Tuesday, 7 April 2020

Brian McGilloway Q&A


The Last Crossing

Last week I reviewed the new release from Brian McGilloway, the New York Times Bestselling author, with his new thriller The Last Crossing. A stand alone novel that looks at how actions can have ever lasting consequences.

After excitedly reading the book, the author granted me the pleasure of an interview which I can share with you now.



What was the genesis of The Last Crossing following your series of books, why a standalone novel now?


With each book, I simply write the story I want to tell. Usually, that fits in to one of the two series, but with this book it didn’t. I liked the idea of looking at 3 ordinary people who do something terrible for what they all believe to be justified reasons and who have to face that again 30 years later. I was interested in how each would have changed, how what they had done would have changed them, and the manner in which each had attempted or failed to reconcile themselves with what they had done. From the beginning, I knew this wasn’t going to be a police procedural, nor did I want it to be.



How easy was it to juggle the two timelines was it like writing two stories at same time or separately then edited?


No, I wrote one straight into the next using concatenation where the final phrase of one chapter opens the next. It was to create continuity between past and present and also to link the two more closely. It’s a technique used in a medieval poem called The Pearl which I’ve tried to use a few times before – most obviously in Little Girl Lost where I had two narratives connected in this way in the first draft. After hitting a block about three quarters of the way through, I realised it wasn’t working for that book and removed both it and the entire second narrative. I’ve been wanting to use it since and thankfully, in this book, the technique suited the structure and theme more obviously and finally worked for me. I found using it helped create impetus in the actual writing of the novel.




You are from Londonderry, the Troubles was more a way of life than a snapshot, was it easy to write about from memory having been born there?

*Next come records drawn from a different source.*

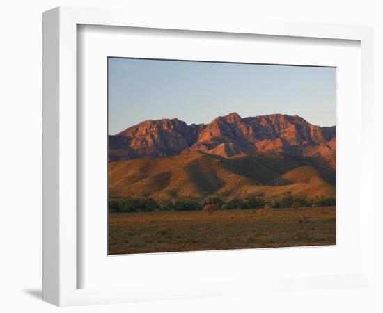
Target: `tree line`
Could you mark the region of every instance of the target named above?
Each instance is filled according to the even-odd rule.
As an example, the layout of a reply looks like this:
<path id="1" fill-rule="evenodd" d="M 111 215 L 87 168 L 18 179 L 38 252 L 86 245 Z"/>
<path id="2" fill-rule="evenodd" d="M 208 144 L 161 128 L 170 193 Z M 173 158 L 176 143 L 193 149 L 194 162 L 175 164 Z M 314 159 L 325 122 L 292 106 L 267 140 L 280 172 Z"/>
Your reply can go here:
<path id="1" fill-rule="evenodd" d="M 214 204 L 218 209 L 224 210 L 265 207 L 297 209 L 307 207 L 333 207 L 336 204 L 336 200 L 335 198 L 331 197 L 306 197 L 299 195 L 293 195 L 290 193 L 273 198 L 248 195 L 244 198 L 236 197 L 232 199 L 210 197 L 204 200 L 187 199 L 164 200 L 150 198 L 135 198 L 111 200 L 109 202 L 109 211 L 111 213 L 201 211 L 208 204 Z"/>

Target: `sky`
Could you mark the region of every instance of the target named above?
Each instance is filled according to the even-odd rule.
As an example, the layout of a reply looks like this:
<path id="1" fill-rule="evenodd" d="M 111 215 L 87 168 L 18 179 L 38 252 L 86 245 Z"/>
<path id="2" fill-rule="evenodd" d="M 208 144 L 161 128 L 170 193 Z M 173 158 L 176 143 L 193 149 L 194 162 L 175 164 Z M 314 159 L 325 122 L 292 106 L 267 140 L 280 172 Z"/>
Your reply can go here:
<path id="1" fill-rule="evenodd" d="M 334 125 L 336 69 L 108 58 L 109 134 L 146 120 L 208 123 L 232 112 L 298 115 Z"/>

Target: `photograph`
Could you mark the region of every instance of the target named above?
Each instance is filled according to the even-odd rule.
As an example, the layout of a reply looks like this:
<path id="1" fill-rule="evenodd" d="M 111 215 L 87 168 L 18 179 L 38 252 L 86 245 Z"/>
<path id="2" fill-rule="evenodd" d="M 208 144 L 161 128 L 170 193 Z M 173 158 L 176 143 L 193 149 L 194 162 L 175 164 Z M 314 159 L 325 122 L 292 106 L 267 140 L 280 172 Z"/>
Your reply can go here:
<path id="1" fill-rule="evenodd" d="M 336 67 L 107 62 L 108 255 L 336 245 Z"/>

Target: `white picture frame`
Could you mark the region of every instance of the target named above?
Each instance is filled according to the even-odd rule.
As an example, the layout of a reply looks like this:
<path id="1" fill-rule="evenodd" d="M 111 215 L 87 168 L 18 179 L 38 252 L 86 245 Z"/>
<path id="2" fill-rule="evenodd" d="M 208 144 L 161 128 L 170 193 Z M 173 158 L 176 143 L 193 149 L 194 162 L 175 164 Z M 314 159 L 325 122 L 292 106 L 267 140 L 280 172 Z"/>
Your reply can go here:
<path id="1" fill-rule="evenodd" d="M 78 289 L 81 271 L 77 263 L 77 26 L 78 24 L 139 27 L 169 30 L 199 31 L 233 34 L 257 34 L 291 38 L 357 40 L 361 51 L 361 127 L 364 150 L 361 194 L 367 209 L 361 216 L 363 251 L 358 273 L 336 276 L 304 277 L 285 280 L 288 286 L 303 284 L 320 288 L 342 288 L 354 284 L 373 287 L 373 29 L 367 26 L 256 22 L 221 25 L 177 16 L 163 20 L 160 16 L 144 18 L 132 12 L 78 8 L 57 8 L 43 15 L 43 299 L 59 306 L 163 300 L 196 296 L 246 294 L 272 289 L 271 282 L 239 280 L 230 287 L 194 283 L 194 291 L 174 288 L 173 293 L 150 293 L 143 288 Z M 216 258 L 219 257 L 217 256 Z M 185 257 L 187 257 L 185 256 Z M 127 262 L 129 260 L 127 259 Z M 274 278 L 275 279 L 275 278 Z"/>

I love Derry and am very proud to have grown up there. It suffered a lot through the years of violence to the extent that its personality and sense of identity have been changed by it in some ways. That reflects the way in which all of us who grew up through it were similarly changed by it in ways – some more obviously than others. The book, I hope, reflects the various gradations of impact the violence had on the various characters.





The story is about looking back at life's regrets do you have any?


I suppose we all have moments of wondering ‘what if?’ – the Road Not Taken moments. With the story between Tony and Karen, I’d say the influence of Tom Waits’ Martha is there – someone looking back on how their life’s course has gone in a completely different course from the one they’d expected and how we react when faced with that realisation as we meet someone we once loved. Larkin’s Dockery and Son deals with a similar moment of terrible clarity. My own regrets tend to focus on friendships lost more than choices not made – we all make our choices and live with them after all. I’m very lucky and blessed in so many ways, it would be churlish to regret.



What are your hopes for the book? 


It’s a book of which I’m quite protective. I just hope it finds any kind of readership and finds kindred souls to whom it speaks. It’s a challenge to get people reading Northern Irish fiction, so finding someone who’d not ordinarily have read fiction from here would be a bonus!



Did the speed and economy of the book come from editing or down to the jumping back and forth of timelines to induce this whip crack nature of looking back and forward ?


I suspect it’s a reflection of how I write. The book was written very quickly once I got started – and benefitted from the support of a number of friends and crime writing peers who read it and encouraged me along the way. I tend to write in short bursts – maybe an hour or so per day – and aim to keep things moving. I get bored with slow narratives myself, if I’m honest.



Do you miss teaching full time?


No – I still teach full time. I took a sabbatical for two years when my kids were younger to help look after them but have been back teaching for 5 years now. I still love it – though it does make writing a book a year almost impossible for me at least, thus the longer break between books. The characterisation of the younger character in the novel who drives the other three around was informed by great advice from a group of my former students who’ve all kept in contact with each other and me. It’s a privilege to introduce young minds to great literature for the first time and to spend your days talking about books you love.



What advice would you give to any would be authors?



Trust your instincts. Read widely, but don’t try to guess the market or write for the market – instead produce a work of which you are proud and can stand over and it’ll find a readership eventually. Writing is about connecting with a reader – the size of the readership will vary from book to book, but the essential connection stays the same and that’s the important bit.



How have you coped with self-isolation?


We’ve four kids so with six of us in the house altogether it’s been pretty busy. Plus I’m still teaching remotely, so the days pass quickly enough. I’ve great plans to get another book written and to read loads: I’m chipping away slowly at both…


My thanks to Dome Press for the review opportunity.